Unraveling the Catalytic Mechanism and Substrate Selectivity of HDAC10: A Dual-Filter Approach for Polyamine Deacetylation.

The histone deacetylase (HDAC) family plays a crucial role in regulating acetylation-dependent cellular processes, with dysregulation linked to diseases ranging from cancer to neurodegeneration. HDAC10, the sole polyamine deacetylase in the HDAC family, uniquely influences pathologies such as tumor immunity, autophagy, inflammation, virus infection, silicosis, etc. Despite its therapeutic potential, the molecular basis of HDAC10's catalytic activity and substrate selectivity remains poorly understood, hindering rational drug design. Here, we address this gap by integrating density functional theory (DFT) and molecular dynamics simulation to systematically investigate HDAC10's catalytic activity and substrate selectivity. Utilizing a 330-atom quantum cluster model, we evaluated five distinct reaction pathways. The double-proton transfer mechanism (D'D) is dominant, featuring a concerted double-proton transfer step and a rate-limiting protonation of the substrate's amide nitrogen (20.4 kcal/mol barrier).

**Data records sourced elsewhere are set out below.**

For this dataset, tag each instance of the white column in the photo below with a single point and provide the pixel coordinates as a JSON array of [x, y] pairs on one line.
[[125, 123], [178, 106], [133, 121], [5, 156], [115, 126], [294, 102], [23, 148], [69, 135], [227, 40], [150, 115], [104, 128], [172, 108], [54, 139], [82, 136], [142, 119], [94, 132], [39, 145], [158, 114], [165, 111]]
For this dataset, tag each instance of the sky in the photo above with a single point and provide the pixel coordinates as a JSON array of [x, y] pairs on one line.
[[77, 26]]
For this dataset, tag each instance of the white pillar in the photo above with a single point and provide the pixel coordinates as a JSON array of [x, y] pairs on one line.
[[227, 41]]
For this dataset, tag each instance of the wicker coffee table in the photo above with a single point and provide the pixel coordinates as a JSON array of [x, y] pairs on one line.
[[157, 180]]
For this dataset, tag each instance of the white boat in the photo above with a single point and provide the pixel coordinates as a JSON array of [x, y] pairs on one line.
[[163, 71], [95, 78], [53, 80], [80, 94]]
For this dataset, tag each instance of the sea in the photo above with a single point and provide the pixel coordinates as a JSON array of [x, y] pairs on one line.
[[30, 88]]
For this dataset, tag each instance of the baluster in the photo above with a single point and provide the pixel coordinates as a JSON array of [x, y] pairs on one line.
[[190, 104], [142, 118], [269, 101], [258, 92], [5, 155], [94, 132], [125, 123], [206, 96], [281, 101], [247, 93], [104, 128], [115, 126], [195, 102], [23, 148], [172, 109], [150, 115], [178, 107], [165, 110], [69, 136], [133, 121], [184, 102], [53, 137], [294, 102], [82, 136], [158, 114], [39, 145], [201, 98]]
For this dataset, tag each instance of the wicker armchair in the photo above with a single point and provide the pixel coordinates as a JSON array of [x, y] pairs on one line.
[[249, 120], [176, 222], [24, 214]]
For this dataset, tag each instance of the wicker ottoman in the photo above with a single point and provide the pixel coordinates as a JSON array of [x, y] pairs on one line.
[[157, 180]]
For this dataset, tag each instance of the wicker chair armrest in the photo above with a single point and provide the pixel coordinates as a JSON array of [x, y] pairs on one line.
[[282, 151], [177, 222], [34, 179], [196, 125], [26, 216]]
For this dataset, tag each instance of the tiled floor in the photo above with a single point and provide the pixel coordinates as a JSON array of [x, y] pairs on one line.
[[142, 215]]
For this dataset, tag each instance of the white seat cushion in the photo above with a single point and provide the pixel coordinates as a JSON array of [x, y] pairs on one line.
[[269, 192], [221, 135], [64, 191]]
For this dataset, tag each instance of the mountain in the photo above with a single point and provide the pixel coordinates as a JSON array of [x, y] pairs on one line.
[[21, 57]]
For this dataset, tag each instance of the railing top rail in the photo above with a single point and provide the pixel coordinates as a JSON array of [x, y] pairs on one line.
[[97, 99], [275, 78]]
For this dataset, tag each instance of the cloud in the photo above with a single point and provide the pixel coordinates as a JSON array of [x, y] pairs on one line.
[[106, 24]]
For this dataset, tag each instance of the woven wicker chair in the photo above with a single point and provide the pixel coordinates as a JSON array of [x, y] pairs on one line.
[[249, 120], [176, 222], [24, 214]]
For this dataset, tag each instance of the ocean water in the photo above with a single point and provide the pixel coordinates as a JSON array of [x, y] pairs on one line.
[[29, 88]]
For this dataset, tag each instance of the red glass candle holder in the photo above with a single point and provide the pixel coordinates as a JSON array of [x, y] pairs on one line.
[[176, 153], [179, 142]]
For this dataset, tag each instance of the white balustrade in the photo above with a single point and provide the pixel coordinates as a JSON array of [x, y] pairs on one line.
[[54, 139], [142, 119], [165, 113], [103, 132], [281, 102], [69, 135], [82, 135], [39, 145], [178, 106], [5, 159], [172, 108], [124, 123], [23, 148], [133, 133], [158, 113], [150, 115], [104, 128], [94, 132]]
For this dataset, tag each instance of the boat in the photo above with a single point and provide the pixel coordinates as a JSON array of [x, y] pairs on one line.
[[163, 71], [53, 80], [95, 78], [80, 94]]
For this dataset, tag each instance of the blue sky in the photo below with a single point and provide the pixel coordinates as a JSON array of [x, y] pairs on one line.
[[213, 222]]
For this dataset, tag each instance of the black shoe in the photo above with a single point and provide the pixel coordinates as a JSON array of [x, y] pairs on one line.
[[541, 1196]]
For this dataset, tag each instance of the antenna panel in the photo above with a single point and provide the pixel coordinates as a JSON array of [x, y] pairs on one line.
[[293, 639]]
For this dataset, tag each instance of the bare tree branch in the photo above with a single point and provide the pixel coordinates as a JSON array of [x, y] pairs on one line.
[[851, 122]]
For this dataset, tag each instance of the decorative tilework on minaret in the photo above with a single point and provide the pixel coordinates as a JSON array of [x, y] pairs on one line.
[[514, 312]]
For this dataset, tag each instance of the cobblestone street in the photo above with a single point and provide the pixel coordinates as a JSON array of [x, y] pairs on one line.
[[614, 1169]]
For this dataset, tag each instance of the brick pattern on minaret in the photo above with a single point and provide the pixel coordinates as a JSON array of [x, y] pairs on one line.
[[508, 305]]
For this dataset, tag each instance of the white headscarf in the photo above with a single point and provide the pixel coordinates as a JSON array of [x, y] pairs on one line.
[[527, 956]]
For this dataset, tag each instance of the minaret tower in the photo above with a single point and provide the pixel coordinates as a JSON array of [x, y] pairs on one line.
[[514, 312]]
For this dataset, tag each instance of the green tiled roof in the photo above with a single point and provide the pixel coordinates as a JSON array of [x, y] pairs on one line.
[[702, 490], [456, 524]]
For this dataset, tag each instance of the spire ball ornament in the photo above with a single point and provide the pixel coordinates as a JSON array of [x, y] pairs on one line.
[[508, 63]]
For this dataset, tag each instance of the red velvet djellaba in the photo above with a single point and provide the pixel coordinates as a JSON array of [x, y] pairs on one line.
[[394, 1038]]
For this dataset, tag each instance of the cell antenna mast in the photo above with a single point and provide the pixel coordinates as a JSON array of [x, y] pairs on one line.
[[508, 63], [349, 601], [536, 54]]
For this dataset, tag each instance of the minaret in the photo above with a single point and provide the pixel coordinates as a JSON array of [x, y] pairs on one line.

Substrate selectivity arises from synergistic effects: N ⁸-acetylspermidine benefits from enhanced binding via active-site hydrogen-bond networks and reduced catalytic barriers compared to N ¹-acetylspermidine, which suffers from electrostatic repulsion and dynamic instability. This study provides the first atomic-resolution framework for HDAC10's catalysis and selectivity, resolving long-standing mechanistic ambiguities. By identifying critical interactions governing substrate recognition and turnover, our work establishes a foundation for designing isoform-specific HDAC10 inhibitors, offering strategic avenues to target its roles in disease.